Quem nos visse, aos sete, bem dispostos e a rir às gargalhadas, facilmente esqueceria o lugar onde nos encontrávamos. Tínhamos ido visitar o Jorge e aquela sala de visitas parecia a sala da nossa casa. Ele, olhos vivaços, a falar até não poder mais, a brincar até não poder mais, desinibido como não o conhecíamos antes; nós, felizes, imensamente felizes, por podermos estar ali com ele, depois do acidente, depois do horror, depois do medo, depois de o julgarmos perdido para sempre.

"É um milagre!" Isto, dito por um dos meus filhos, gerou a contestação de outro "foi um ato médico, não um milagre". Sorri. Espero que os meus filhos médicos não se esqueçam que os milagres fazem parte da vida de todos nós. Que não têm que ser anunciados a partir de uma luz vinda do céu que nos deixa maravilhados com as coisas de Deus, mas que têm uma luz que irradia das pessoas que se esforçam por dar mais vida aos outros, nas suas mais variadas formas, nas suas mais variadas competências, conscientes ou não que somos todos veículos de Deus para que Ele possa acontecer na vida de cada um.

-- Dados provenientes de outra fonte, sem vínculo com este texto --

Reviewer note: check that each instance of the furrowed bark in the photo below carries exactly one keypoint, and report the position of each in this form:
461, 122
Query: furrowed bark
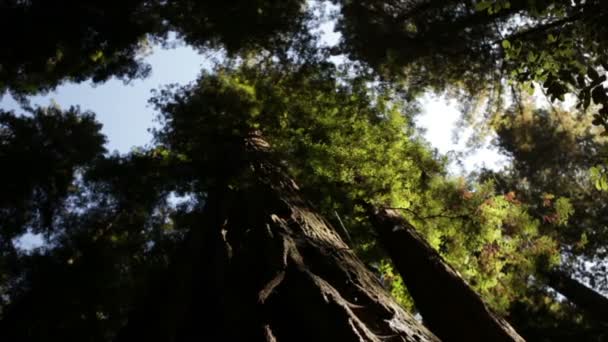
585, 298
271, 269
449, 307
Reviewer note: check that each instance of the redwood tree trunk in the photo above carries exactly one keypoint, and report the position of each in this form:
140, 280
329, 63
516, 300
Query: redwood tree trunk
268, 268
449, 307
579, 294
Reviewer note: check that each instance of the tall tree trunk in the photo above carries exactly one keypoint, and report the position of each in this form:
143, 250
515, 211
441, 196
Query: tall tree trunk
449, 307
591, 302
270, 269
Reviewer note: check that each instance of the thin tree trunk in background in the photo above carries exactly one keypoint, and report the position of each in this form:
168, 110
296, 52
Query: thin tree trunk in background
449, 307
585, 298
271, 269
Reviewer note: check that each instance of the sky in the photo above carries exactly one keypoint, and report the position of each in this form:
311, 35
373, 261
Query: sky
126, 116
123, 108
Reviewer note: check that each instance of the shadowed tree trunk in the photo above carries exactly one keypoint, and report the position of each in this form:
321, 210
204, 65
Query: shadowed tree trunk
265, 267
449, 307
579, 294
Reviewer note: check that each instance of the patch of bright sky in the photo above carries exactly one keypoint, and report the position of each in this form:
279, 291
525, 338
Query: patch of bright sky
126, 116
123, 109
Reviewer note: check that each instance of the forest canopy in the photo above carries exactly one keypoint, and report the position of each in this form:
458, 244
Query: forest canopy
288, 195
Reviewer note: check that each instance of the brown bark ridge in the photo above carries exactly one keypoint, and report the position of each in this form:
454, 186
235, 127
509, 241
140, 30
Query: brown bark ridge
449, 307
271, 269
585, 298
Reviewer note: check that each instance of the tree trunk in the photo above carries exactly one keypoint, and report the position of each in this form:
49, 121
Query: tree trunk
586, 299
449, 307
268, 268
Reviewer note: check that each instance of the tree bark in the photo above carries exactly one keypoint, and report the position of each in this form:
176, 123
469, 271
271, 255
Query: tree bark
588, 300
449, 307
268, 268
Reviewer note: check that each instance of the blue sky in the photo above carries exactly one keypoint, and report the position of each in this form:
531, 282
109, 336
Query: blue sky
123, 109
126, 116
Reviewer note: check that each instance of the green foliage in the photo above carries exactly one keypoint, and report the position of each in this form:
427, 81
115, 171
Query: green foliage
52, 41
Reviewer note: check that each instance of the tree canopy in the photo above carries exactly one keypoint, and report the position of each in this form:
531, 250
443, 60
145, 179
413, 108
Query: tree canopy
272, 178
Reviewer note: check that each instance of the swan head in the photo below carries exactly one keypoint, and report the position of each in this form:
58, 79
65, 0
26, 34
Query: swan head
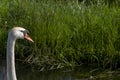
20, 33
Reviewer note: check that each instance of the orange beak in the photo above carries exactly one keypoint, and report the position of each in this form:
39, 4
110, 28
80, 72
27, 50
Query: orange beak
27, 37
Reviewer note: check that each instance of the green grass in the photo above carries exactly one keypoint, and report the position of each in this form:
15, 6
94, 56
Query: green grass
64, 34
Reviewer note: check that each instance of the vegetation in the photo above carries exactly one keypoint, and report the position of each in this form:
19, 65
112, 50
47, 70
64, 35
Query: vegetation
65, 33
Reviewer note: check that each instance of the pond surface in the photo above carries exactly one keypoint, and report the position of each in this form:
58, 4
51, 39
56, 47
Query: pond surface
28, 72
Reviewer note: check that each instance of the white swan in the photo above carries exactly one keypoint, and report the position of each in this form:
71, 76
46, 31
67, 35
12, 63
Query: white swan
14, 33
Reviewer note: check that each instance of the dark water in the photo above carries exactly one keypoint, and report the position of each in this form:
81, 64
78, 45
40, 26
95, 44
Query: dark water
28, 72
78, 73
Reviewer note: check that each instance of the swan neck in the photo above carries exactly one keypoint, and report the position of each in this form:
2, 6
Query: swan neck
11, 73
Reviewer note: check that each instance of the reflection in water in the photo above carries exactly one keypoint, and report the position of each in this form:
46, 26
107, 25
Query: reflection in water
27, 72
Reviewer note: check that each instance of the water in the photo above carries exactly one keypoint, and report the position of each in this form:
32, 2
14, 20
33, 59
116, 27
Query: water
28, 72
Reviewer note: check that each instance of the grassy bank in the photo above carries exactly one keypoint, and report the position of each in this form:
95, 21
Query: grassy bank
65, 34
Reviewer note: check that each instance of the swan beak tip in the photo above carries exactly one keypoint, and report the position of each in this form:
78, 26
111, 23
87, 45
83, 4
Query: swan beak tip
27, 37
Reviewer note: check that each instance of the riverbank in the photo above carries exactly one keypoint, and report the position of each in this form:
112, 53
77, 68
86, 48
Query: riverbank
65, 34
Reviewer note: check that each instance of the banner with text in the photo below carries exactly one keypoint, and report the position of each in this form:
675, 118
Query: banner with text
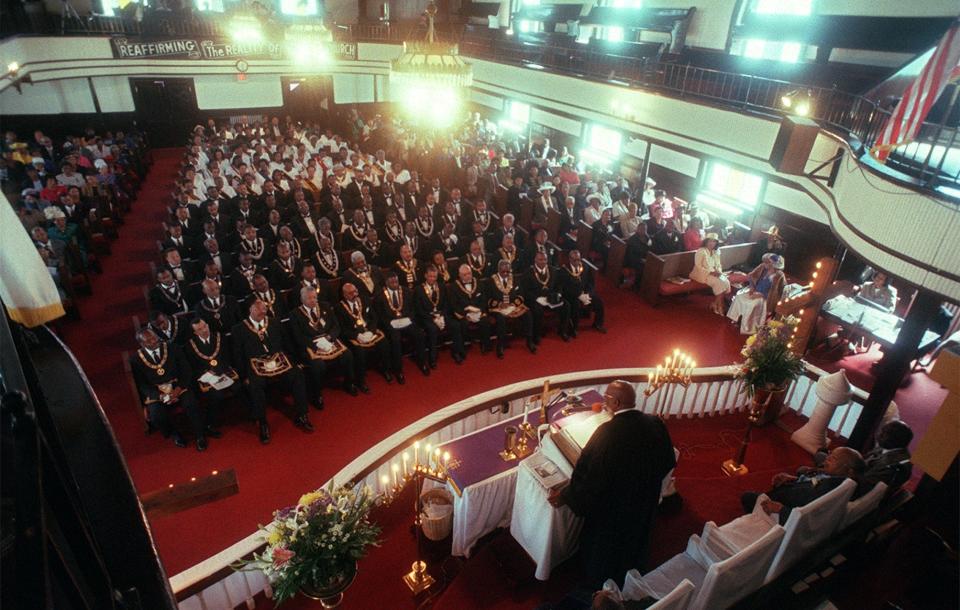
205, 48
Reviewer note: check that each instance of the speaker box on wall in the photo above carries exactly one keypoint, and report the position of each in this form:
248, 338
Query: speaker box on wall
794, 143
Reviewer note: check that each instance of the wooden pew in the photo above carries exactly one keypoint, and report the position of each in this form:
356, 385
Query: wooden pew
657, 269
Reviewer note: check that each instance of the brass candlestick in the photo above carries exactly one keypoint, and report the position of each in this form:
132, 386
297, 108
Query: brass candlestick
675, 370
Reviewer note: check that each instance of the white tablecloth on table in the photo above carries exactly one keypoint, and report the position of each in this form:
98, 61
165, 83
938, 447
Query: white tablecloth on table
480, 509
549, 535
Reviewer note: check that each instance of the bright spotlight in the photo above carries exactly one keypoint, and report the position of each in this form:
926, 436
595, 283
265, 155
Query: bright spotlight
246, 29
430, 105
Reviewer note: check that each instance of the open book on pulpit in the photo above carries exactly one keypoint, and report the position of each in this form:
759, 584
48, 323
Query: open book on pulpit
573, 435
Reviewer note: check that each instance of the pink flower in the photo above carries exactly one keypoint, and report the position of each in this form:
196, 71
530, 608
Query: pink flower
281, 556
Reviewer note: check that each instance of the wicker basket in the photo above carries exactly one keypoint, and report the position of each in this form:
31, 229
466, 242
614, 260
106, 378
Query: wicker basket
437, 528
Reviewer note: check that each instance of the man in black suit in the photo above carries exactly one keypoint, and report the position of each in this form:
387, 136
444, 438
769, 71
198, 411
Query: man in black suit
167, 294
316, 332
261, 357
432, 308
505, 301
394, 306
541, 289
615, 487
367, 279
576, 284
220, 312
163, 381
208, 352
791, 491
359, 323
468, 305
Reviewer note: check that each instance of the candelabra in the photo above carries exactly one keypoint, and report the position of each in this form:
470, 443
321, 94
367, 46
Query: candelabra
676, 369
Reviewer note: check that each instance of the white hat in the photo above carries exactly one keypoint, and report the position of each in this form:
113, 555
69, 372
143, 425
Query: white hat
53, 212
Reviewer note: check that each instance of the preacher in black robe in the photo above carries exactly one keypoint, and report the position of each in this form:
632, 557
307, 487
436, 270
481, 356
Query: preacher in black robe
615, 487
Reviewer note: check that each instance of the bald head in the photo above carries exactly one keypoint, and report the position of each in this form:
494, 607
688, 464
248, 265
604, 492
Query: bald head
618, 396
844, 462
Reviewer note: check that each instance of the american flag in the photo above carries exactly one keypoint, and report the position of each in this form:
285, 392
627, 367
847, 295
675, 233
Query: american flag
907, 118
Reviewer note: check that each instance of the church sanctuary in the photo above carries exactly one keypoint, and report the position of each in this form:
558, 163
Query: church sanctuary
480, 304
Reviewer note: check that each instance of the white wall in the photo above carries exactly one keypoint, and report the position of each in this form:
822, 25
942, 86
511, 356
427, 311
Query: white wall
224, 91
55, 97
114, 93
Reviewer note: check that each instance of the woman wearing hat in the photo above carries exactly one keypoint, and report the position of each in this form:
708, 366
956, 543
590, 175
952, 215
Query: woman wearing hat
708, 270
752, 304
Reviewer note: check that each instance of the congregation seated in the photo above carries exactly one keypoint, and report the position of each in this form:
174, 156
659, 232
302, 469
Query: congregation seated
790, 491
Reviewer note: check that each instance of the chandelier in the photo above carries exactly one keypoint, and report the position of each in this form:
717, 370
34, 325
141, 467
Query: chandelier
430, 62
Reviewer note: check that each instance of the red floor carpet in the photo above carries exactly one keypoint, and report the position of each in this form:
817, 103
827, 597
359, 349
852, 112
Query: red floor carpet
275, 475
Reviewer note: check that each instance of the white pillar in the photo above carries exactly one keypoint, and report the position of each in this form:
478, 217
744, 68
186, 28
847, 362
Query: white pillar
832, 391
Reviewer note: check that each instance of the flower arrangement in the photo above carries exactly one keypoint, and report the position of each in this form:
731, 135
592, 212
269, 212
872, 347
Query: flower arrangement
317, 542
769, 362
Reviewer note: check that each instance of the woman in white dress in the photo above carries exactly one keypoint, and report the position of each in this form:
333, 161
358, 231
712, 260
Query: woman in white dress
752, 304
708, 270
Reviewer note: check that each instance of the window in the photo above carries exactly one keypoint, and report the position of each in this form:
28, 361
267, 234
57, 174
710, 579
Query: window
603, 145
518, 116
783, 7
300, 7
729, 191
613, 34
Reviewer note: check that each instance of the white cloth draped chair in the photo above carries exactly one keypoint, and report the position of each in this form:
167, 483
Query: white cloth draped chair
750, 311
807, 526
864, 505
721, 574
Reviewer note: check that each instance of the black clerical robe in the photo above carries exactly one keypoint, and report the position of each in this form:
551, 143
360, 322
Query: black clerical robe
615, 487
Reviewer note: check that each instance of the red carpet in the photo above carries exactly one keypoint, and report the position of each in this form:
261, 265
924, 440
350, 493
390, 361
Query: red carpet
277, 474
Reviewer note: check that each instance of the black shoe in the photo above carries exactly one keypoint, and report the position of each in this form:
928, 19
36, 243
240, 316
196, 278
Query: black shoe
303, 423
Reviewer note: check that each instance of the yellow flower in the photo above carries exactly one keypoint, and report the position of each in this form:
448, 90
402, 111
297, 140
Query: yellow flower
309, 498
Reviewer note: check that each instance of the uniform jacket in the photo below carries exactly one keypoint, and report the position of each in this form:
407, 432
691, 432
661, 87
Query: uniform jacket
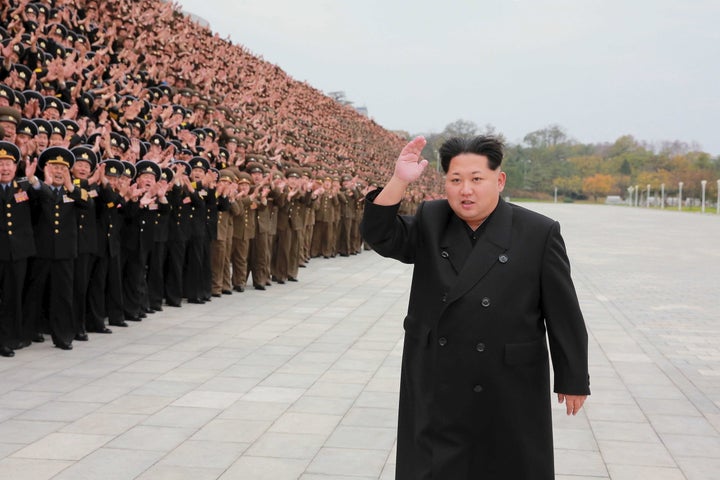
475, 383
16, 231
56, 230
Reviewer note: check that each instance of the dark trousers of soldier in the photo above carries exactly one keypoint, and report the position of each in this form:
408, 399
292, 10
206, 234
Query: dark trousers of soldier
174, 272
54, 277
218, 250
240, 259
281, 256
322, 240
343, 237
134, 285
294, 257
227, 271
105, 294
206, 270
12, 278
259, 259
355, 237
156, 275
81, 278
192, 280
306, 246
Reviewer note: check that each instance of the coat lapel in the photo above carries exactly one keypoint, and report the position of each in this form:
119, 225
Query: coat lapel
487, 251
455, 246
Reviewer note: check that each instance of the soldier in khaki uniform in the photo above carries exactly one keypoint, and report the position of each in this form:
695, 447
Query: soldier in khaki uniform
226, 191
243, 232
324, 218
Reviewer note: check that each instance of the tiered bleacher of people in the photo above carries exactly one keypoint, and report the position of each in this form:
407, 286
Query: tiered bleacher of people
146, 162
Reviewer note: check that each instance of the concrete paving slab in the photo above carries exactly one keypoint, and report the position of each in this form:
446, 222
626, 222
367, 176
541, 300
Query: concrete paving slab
301, 381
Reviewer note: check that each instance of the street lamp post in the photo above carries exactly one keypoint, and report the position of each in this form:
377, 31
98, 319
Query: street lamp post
662, 195
637, 195
679, 196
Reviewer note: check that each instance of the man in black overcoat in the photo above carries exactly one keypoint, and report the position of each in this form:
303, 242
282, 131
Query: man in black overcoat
491, 288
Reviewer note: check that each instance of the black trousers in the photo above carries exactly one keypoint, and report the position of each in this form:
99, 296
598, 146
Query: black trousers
12, 279
54, 278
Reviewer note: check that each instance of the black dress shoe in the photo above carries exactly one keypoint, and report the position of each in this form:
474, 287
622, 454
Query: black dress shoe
20, 344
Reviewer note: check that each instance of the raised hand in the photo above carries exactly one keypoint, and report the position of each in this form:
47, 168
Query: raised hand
409, 165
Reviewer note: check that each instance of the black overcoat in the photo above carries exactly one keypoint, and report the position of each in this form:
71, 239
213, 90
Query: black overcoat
475, 382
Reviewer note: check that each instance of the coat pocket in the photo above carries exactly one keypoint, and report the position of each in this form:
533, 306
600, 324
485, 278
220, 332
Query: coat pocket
416, 332
526, 352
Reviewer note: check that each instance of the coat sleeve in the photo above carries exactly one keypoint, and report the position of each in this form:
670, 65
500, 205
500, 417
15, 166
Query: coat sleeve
567, 334
391, 235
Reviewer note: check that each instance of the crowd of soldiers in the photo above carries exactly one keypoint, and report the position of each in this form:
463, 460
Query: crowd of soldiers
145, 161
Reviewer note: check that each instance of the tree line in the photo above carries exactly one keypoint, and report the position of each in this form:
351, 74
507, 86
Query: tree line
548, 159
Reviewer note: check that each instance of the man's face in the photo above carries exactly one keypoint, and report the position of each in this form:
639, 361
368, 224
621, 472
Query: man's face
42, 141
473, 189
81, 170
7, 170
197, 174
57, 174
51, 114
57, 140
145, 181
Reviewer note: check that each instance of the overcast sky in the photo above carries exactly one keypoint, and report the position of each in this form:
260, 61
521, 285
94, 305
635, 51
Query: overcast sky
598, 68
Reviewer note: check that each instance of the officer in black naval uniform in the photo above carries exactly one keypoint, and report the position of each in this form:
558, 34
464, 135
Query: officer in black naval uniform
82, 169
198, 241
56, 241
147, 199
105, 294
16, 245
183, 204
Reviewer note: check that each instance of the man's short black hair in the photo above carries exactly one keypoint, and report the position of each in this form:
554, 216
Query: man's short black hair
486, 145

Acho fascinante quando estou convencido que já sei tudo e de repente, vindo do nada, se faz uma nova luz sobre um determinado tema. Trabalho há vários anos com a Samaritana nos dias de reflexão e recentemente tive uma epifania: Jesus pede água porque, naquela altura, água é a única coisa que a Samaritana acredita que lhe pode dar. Ao se colocar numa posição de necessidade, de inferioridade, face a quem se considerava imensamente inferior (mulher, já com cinco maridos, samaritana, descrente de si própria...) Jesus possibilita a sua transformação numa nova pessoa, numa nova vida.

É-me muito fácil sentir-me pequeno quando efetivamente sou pequeno: quando estou perante quem é mais, quem sabe mais, quem pode mais. É até uma inevitabilidade: seria uma estupidez se, mesmo nessas circunstâncias, mantivesse a minha natural arrogância. Mas despir-me dessa arrogância quando acredito poder mais, quando estou convencido ser mais, isso é tremendamente difícil... e raro. Este colocar-me abaixo, este fazer-me pequeno (muito diferente do sentir-me pequeno) para que outro possa ser maior exige uma capacidade de discernimento que apenas acontece se for natural e não auto-imposto, apenas acontece se o tiver sido tantas vezes que se torna parte efetiva do que sou. É sobretudo isso, o que, pelo menos nesta altura, tenho que aprender: a fazer-me pequeno. Apenas isso me permitirá ver e agradecer os milagres que acontecem todos os dias à minha volta.